Le syndicat avait d’abord tenté de régler cette affaire à l’interne. «Ils ne souhaitent pas nous rencontrer. Le syndicat, lui, veut faire preuve de transparence», nous explique M. Sabourin.

Les dirigeants de l’AEFO ont cherché à rencontrer Clément Yonta Ngouné et son comité. Ce dernier a organisé une réunion à Ottawa il y a deux semaines. «L’AEFO a tenté de s’y inviter, sans succès», regrette son président.

Dans sa lettre au comité, l’AEFO estime qu’«aucune affirmation [sur la compétence des enseignants issus de la diversité] n’a été faite lors de la présentation à l’assemblée annuelle. Aucune référence à une telle affirmation ne se retrouve dans le rapport issu du sondage.» 

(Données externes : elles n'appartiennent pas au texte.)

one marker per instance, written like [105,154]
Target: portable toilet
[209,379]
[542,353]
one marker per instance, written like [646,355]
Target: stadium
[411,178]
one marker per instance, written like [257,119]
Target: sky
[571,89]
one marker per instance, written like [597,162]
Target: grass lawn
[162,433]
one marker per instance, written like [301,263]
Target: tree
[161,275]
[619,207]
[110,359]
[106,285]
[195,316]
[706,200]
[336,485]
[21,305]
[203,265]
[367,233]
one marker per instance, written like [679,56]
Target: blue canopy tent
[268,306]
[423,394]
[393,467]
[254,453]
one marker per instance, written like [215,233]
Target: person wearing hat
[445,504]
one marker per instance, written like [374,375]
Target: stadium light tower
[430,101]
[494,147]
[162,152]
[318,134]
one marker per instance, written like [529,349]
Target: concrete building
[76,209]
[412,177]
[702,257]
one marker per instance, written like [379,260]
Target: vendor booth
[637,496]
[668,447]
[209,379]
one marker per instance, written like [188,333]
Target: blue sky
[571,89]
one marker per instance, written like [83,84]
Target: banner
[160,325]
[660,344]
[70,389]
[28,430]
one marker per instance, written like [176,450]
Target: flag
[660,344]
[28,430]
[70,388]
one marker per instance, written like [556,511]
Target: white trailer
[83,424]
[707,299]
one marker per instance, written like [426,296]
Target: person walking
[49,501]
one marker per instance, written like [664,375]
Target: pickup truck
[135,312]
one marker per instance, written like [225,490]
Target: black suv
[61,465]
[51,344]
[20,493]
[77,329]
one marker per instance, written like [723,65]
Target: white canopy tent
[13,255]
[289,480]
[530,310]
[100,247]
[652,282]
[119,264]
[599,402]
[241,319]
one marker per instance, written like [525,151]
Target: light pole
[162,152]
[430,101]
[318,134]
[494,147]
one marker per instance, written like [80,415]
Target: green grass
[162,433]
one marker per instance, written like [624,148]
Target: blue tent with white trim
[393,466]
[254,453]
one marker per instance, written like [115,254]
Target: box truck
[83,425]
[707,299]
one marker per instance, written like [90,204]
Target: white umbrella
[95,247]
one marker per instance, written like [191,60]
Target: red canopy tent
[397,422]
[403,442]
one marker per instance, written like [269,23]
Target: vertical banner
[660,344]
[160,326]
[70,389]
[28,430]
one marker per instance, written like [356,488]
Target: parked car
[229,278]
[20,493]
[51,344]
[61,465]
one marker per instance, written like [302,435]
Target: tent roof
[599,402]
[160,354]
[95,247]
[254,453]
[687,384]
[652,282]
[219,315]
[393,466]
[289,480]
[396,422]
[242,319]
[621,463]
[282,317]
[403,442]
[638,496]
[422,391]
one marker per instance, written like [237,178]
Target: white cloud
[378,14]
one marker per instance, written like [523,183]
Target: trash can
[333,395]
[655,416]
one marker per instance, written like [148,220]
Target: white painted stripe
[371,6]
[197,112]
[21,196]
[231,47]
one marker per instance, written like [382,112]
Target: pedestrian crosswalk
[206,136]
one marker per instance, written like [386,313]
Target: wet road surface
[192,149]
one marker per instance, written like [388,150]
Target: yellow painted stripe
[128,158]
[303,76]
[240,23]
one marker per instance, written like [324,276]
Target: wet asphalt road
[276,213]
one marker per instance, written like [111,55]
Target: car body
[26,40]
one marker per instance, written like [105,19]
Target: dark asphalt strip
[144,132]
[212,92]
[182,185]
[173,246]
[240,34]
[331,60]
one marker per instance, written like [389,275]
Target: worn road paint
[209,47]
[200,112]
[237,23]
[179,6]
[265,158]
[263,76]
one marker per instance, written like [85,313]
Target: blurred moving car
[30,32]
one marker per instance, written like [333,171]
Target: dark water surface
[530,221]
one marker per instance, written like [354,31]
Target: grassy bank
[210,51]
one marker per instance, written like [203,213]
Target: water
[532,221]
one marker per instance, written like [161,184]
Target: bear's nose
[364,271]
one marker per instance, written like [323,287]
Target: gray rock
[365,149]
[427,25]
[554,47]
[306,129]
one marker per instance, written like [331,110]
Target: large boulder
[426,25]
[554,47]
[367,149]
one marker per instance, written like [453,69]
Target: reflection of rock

Plus de 160 participants au congrès de l’AEFO.

C’est donc une polémique assez complexe, pour un sujet extrêmement délicat, qui impose une discussion rapide entre les enseignants issus de la diversité et les dirigeants du syndicat.

«Il faut régler ce malentendu et ouvrir le dialogue», dit M. Sabourin. «Ils se trompent d’ennemis. Dans cette lutte, nous sommes leurs alliés. Nous sommes constamment sur le terrain pour régler ce genre de situation. Ce sont nos membres, on travaille dans leur intérêt.»